Esperé hasta que hubo entrado en el garaje, bajé del coche y me dirigí muy despacio hacia la máquina de Pepsi que había al cruzar la puerta. Invertí el tiempo que me pareció oportuno en introducir las monedas en la ranura y coger la lata de Pepsi-Light. La abrí y tomé un sorbo mientras observaba con aire indiferente todo lo que había a mi alrededor. No había nadie más a la vista ni evidencia alguna de que nadie estuviese trabajando. El sol del atardecer dibujaba franjas amarillas en el resquebrajado suelo de hormigón. El aire olía a aceite, a neumáticos viejos, a metal caliente. Una pirámide de barriles metálicos colocados en sentido horizontal servía para almacenar toda clase de piezas oxidadas. Vi a Raymond por la puerta abierta de una construcción que utilizaban como oficina. El edificio, de tejado plano, parecía haber sido una pequeña casa particular en su vida anterior. Entre el edificio y la valla había un remolque de pequeñas dimensiones que prolongaba el espacio oficinesco. Para que entrase el aire, las láminas rectangulares de vidrio de un par de ventanas ajustables estaban ligeramente abiertas. Había una cama de madera apoyada contra el remolque y, a un costado de este, un pequeño rótulo advertía que el lugar estaba protegido con alarma antirrobo, pero no me lo tomé en serio. Cualquier parecido entre aquel taller y un banco o una joyería era pura coincidencia.

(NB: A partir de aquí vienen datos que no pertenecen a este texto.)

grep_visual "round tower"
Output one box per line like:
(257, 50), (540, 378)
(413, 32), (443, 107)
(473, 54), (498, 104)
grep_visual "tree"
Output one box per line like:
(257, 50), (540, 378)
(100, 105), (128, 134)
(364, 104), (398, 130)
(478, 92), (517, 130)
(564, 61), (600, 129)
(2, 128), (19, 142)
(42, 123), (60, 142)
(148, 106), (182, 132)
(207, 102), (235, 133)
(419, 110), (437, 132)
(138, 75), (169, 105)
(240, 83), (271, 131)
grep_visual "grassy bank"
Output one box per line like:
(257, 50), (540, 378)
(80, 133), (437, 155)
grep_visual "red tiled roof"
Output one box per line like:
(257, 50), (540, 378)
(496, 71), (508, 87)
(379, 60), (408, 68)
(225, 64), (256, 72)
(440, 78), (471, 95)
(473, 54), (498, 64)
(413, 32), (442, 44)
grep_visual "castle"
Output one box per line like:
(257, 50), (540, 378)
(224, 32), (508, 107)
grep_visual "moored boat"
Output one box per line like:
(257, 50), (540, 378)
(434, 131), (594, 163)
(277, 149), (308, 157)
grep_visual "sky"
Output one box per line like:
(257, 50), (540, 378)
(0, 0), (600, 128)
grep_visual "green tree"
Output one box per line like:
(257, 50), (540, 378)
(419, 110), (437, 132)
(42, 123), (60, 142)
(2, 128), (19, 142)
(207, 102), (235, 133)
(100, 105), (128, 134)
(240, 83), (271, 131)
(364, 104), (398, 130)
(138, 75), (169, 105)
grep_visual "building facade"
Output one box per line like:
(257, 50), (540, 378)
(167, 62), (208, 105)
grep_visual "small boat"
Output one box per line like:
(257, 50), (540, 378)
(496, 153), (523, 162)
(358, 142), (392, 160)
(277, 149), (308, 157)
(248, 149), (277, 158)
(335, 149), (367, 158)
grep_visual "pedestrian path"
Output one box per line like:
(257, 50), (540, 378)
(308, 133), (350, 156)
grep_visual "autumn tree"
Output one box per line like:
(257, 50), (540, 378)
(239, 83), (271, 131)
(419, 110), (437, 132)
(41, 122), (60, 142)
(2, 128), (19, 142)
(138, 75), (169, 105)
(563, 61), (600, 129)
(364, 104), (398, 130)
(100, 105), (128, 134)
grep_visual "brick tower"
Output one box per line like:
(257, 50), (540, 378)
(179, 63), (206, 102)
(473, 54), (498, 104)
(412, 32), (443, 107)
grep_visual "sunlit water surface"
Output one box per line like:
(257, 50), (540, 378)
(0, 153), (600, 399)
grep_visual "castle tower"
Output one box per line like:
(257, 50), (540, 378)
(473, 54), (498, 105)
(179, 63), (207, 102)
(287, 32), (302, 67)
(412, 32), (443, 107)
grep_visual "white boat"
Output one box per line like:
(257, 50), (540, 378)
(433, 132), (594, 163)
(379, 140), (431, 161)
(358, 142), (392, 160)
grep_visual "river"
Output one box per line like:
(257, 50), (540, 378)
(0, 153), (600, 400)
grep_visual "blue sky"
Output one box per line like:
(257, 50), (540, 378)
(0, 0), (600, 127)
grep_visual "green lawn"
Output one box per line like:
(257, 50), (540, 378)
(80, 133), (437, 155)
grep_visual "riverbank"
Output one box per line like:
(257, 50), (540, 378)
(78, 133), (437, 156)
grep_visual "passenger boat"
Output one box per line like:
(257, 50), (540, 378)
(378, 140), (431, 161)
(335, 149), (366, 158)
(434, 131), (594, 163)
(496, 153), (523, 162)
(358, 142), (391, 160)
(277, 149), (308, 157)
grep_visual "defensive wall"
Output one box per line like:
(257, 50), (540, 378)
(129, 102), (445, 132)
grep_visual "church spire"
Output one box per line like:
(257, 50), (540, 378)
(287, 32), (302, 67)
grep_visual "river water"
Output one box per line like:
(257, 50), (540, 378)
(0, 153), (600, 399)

Raymond terminó lo que estuviese haciendo y salió del garaje con un individuo al que llamó Chopper al presentármelo. Era un cuarentón de ascendencia anglosajona, achaparrado y de pelo raleante. Respiraba con dificultad y tenía la cara perlada de sudor.

—Un perro estupendo —dije, con la esperanza de congraciarme con el dueño.

—Se llama Bruto. —Chopper lanzó un silbido penetrante, Bruto despertó servilmente y se incorporó con esfuerzo. El pobre chucho era más viejo que Matusalén y su anquilosamiento le hacía avanzar por etapas y con un movimiento oscilatorio. Cuando estuvo cerca, advertí que tenía el pelo negro espolvoreado de blanco. Se detuvo junto a mí con humildad. Le acerqué la mano al hocico y me la lamió. Me puse más blanda que un flan por culpa del animalejo.

Raymond y Chopper dieron por terminado lo que se llevaran entre manos, dejamos el coche donde estaba y volvimos a casa andando.